Counterfactual explanations enhance the interpretability of deep learning models in medical imaging, yet adapting them to 3D CT scans poses challenges due to volumetric complexity and resource demands. We extend the Latent Shift counterfactual generation method from 2D applications to explain 3D computed tomography (CT) scans classifiers. We address the challenges associated with 3D classifiers, such as limited training samples and high memory demands, by implementing a slice-based autoencoder and gradient blocking except for specific chunks of slices. This method leverages a 2D encoder trained on CT slices, which are subsequently combined to maintain 3D context. We demonstrate this technique on two models for clinical phenotype prediction and lung segmentation. Our approach is both memory-efficient and effective for generating interpretable counterfactuals in high-resolution 3D medical imaging.

Figures (5)

• Figure 1: Illustration of the slice-based autoencoder (Slice AE) approach for generating counterfactuals in 3D CT volumes. Only selected latent representations, $z_1$ and $z_2$, have gradients computed from the classifier output, enabling memory-efficient counterfactual generation while preserving the ability to navigate and modify specific parts of the 3D volume.

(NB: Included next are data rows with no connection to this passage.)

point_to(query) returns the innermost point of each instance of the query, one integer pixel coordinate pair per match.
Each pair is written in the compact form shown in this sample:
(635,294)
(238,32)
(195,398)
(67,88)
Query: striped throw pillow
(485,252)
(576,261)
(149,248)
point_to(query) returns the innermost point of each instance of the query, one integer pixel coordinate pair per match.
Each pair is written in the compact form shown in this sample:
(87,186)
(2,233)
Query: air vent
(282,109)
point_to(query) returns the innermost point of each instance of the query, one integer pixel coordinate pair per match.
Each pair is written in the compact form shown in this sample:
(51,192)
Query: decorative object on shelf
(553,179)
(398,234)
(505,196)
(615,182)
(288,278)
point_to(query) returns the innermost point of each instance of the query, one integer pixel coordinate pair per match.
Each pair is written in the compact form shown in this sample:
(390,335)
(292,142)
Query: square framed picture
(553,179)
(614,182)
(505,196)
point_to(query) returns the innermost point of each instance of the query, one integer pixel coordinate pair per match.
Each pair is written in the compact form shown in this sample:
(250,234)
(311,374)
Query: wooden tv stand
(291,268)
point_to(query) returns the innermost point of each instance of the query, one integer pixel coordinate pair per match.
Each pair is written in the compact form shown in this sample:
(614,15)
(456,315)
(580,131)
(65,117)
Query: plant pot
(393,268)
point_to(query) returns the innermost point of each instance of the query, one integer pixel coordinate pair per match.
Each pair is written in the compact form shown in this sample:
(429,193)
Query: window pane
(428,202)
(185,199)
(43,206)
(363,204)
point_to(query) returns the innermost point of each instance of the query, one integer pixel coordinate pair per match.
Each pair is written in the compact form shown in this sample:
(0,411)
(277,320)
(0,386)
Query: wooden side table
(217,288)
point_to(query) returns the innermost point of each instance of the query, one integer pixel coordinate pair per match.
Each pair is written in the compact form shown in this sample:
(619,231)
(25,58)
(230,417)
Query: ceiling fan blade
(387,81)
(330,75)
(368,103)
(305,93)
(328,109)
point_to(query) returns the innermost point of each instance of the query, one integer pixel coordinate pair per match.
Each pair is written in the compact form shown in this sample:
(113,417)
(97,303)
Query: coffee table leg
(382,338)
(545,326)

• Figure 2: A) An example CF generated for lung size. The model's predicted segmentation mask for lung is shown below. A red outline tracing the segmentation on the input image is overlaid in the segmentation of the CF image as well, confirming the reduction in predicted lung size. B) A plot showing the sum of pixels predicted as lung as the $\lambda$ is changed during the Latent Shift CF generation process.

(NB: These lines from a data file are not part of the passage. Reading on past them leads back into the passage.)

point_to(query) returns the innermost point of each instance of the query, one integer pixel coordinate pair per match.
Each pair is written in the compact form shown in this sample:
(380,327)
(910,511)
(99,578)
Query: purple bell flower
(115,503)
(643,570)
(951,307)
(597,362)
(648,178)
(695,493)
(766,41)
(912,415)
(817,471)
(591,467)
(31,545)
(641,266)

• Figure 3: A: The input and CF slices showing a reduction in plural effusion. The blue dashed line outlines the side of the lung area that is reduced in the CF. B: Localization of CF slices that contribute to changes in the prediction. The volume is processed in chunks of five slices, restricting changes to that region. Slices between 30 and 35 are identified as producing the most change while slices 45-50 (Shown in A) and 55-60 also reduce the prediction. Heatmaps of these changes between the input and CF are shown.

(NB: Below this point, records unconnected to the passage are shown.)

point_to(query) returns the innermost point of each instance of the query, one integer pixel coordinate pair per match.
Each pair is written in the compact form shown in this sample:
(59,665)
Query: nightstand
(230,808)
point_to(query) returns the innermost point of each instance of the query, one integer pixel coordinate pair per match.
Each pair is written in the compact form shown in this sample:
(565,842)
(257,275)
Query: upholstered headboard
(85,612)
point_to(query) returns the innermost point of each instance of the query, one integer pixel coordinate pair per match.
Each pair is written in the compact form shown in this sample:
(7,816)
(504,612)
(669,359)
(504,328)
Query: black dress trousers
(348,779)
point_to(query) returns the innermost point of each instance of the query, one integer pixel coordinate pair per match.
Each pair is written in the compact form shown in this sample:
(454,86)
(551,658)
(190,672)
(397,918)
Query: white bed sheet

• Figure 4: A comparison with other explanation methods which use gradient influence to highlight relevant pixels. Slice 45 is visualized from LUNG1-001 of the NSCLC-Radiomics dataset.
• Figure 5: A) Results varying the chunk size when computing CFs on the examples. Error bars are standard error. B) The change in distribution of model predictions between the positive/negative examples and the CFs of positive examples.